Soundtrack album[change | change source]

There was a punk rock soundtrack album released with the following songs and artists.[6] The album and the later CD are both out of print. Rare copies sell well and fetch the asking price.[7]

Side One:

  1. "Dog Food" (Iggy Pop)
  2. "Dogs In Space" (Michael Hutchence)
  3. "Win/Lose" (Ollie Olsen)
  4. "Anthrax" (Gang of Four)
  5. "Skysaw" (Brian Eno)
  6. "True Love" (Marching Girls)
  7. "Shivers" (Boys Next Door)

Side Two:

  1. "Diseases" (Thrush & the Cunts)
  2. "Pumping Ugly Muscle" (The Primitive Calculators)
  3. "Golf Course" (Michael Hutchence)
  4. "The Green Dragon" (Michael Hutchence)
  5. "Shivers" (Marie Hoy and friends)
  6. "Endless Sea" (Iggy Pop)
  7. "Rooms For The Memory" (Michael Hutchence)

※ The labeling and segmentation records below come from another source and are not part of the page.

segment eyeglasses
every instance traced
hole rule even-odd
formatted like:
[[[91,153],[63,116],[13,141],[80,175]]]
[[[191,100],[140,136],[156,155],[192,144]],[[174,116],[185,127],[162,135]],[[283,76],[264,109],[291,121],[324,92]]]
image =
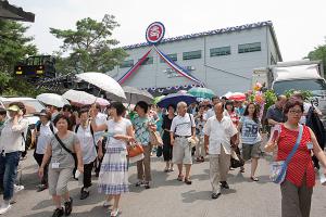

References[change | change source]

  1. 1.0 1.1 1.2 Australia's Irving Archive. "Dogs in Space". National Film and Sound Archive:. Retrieved 30 October 2015.
  2. "INXS' Hutchence in Screen Debut". The Canberra Times. ACT: National Library of Australia. 27 November 1986. p. 4 Supplement: The Good Times. Retrieved 30 October 2015.
  3. David Stratton, The Avocado Plantation: Boom and Bust in the Australian Film Industry, Pan MacMillan, 1990 p142-143
  4. Kathy Bail, "Putting the Bite Into Dogs in Space", Cinema Papers, January 1987 p14-18
  5. "The Aussie Film Database Dogs in Space". Australian Cinema Unit at Murdoch University. Retrieved 9 April 2016.
  6. "Dogs in Space Soundtrack @ Allmusic". Allmusic website. Retrieved 1 September 2014.
  7. Kevin Sartori (20 July 2011). "Dogs in Space (Expanded) (1986)". Psychotic Leisure Music. Retrieved 1 September 2014.